Cancer cells may also make much larger amounts of certain self antigens than normal cells. Because of their high abundance, these self antigens may be viewed by the immune system as being foreign and, therefore, may trigger an immune response against the cancer cells.
Both cancer preventive vaccines and traditional vaccines are based on antigens that are carried by infectious agents and that are relatively easy for the immune system to recognize as foreign.
The International Agency for Research on Cancer (IARC) has classified several microbes as carcinogenic (causing or contributing to the development of cancer in people), including HPV and HBV. These infectious agents – bacteria, viruses, and parasites – and the cancer types with which they are most strongly associated are listed in the table below.
|Infectious Agents||Type of
|hepatitis B virus (HBV)||virus||hepatocellular carcinoma (a type of liver cancer)|
|hepatitis C virus (HCV)||virus||hepatocellular carcinoma (a type of liver cancer)|
|human papillomavirus (HPV) types 16 and 18, as well as other HPV types||virus||cervical cancer; vaginal cancer; vulvar cancer; oropharyngeal cancer (cancers of the base of the tongue, tonsils, or upper throat); anal cancer; penile cancer|
|Epstein-Barr virus||virus||Burkitt lymphoma; non-Hodgkin lymphoma; Hodgkin lymphoma; nasopharyngeal carcinoma (cancer of the upper part of the throat behind the nose)|
|human T-cell lymphotropic virus 1 (HTLV1)||virus||acute T-cell leukemia|
|Helicobacter pylori||bacterium||stomach cancer|
|schistosomes (Schistosoma hematobium)||parasite||bladder cancer|
|liver flukes (Opisthorchis viverrini)||parasite||cholangiocarcinoma (a type of liver cancer)|
Cancer treatment vaccines are designed to treat cancers that have already developed. They are intended to delay or stop cancer cell growth; to cause tumor shrinkage; to prevent cancer from coming back; or to eliminate cancer cells that have not been killed by other forms of treatment.
Several factors may make it difficult for the immune system to target growing cancers for destruction. Most important, cancer cells carry normal self antigens in addition to specific cancer-associated antigens. Furthermore, cancer cells sometimes undergo genetic changes that may lead to the loss of cancer-associated antigens. Finally, cancer cells can produce chemical messages that suppress anticancer immune responses by killer T cells.

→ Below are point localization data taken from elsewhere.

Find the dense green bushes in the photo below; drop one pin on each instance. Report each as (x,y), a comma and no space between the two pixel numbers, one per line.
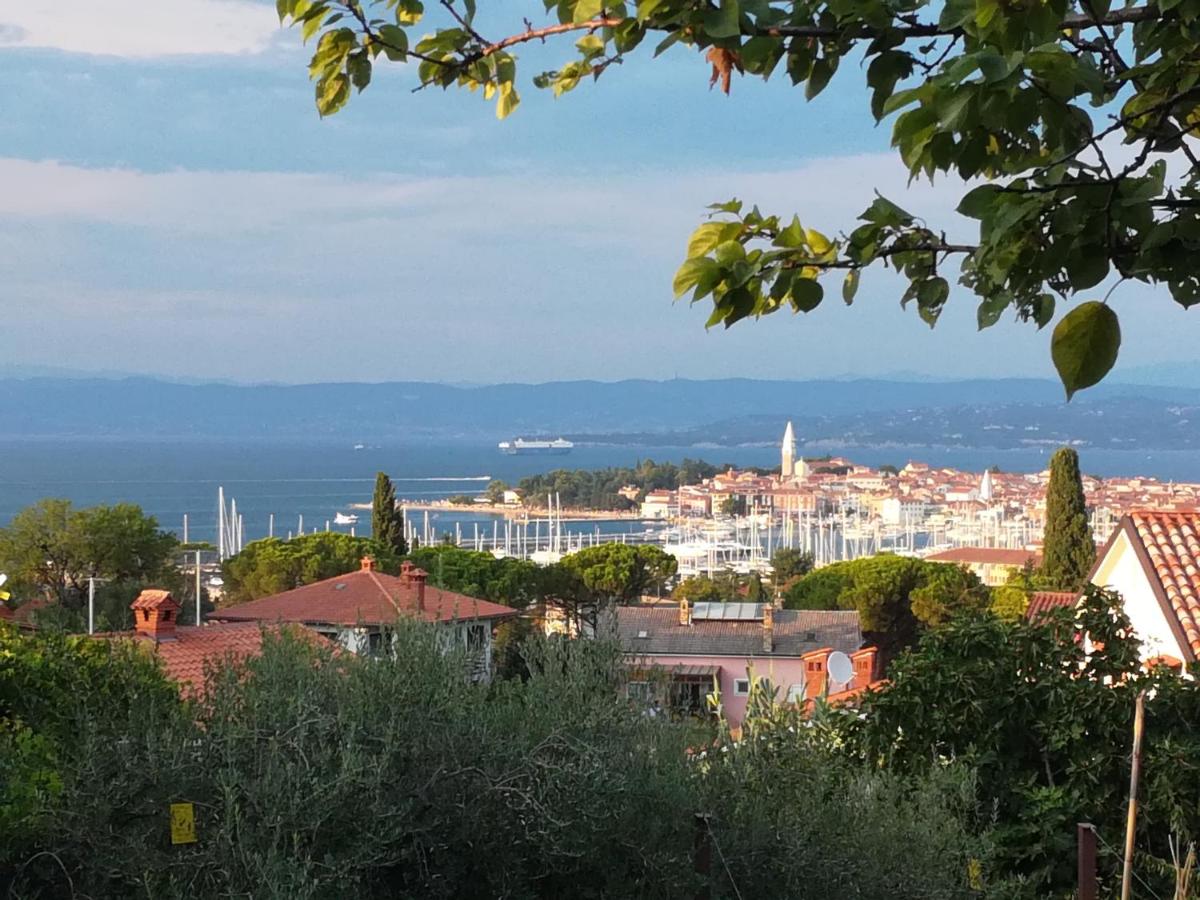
(316,775)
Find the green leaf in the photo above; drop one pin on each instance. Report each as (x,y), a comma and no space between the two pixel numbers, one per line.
(807,294)
(990,310)
(1085,346)
(978,202)
(691,273)
(724,21)
(331,94)
(586,10)
(507,101)
(409,12)
(791,237)
(850,286)
(729,252)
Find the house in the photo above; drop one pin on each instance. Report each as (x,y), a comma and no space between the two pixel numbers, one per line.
(729,645)
(991,564)
(1043,601)
(358,610)
(1153,561)
(659,504)
(186,649)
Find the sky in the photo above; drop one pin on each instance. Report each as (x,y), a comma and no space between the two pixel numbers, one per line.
(171,203)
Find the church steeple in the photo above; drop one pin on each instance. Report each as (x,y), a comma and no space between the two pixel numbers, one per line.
(787,453)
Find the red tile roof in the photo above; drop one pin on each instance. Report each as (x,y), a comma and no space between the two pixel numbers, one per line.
(365,598)
(1171,544)
(185,655)
(987,556)
(1042,601)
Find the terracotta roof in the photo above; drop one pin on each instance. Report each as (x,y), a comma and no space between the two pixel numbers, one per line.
(185,655)
(1171,545)
(1042,601)
(796,633)
(987,556)
(363,598)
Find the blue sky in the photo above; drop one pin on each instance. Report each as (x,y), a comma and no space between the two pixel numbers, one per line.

As a result, even when the immune system recognizes a growing cancer as a threat, the cancer may still escape a strong attack by the immune system.
Producing effective treatment vaccines has proven much more difficult and challenging than developing cancer preventive vaccines. Recent advances in understanding how cancer cells escape recognition and attack by the immune system are now giving researchers the knowledge required to design cancer treatment vaccines.
In April 2010, the FDA approved the first cancer treatment vaccine. This vaccine, sipuleucel-T (Provenge®, manufactured by Dendreon), is approved for use in some men with metastatic prostate cancer. It is designed to stimulate an immune response to prostatic acid phosphatase (PAP), an antigen present on most prostate cancers. In a clinical trial, sipuleucel-T increased the survival of men with a certain type of metastatic prostate cancer by about 4 months.
Unlike some other cancer treatment vaccines under development, sipuleucel-T is customized to each patient. The vaccine is created by isolating immune system cells called antigen-presenting cells (APCs) from a patient’s blood through a procedure called leukapheresis.
APC cells cultured with PAP-GM-CSF constitute the active component of sipuleucel-T. Each patient’s cells are returned to the patient’s treating physician and infused into the patient. Patients receive three treatments, usually 2 weeks apart, with each round of treatment requiring the same manufacturing process.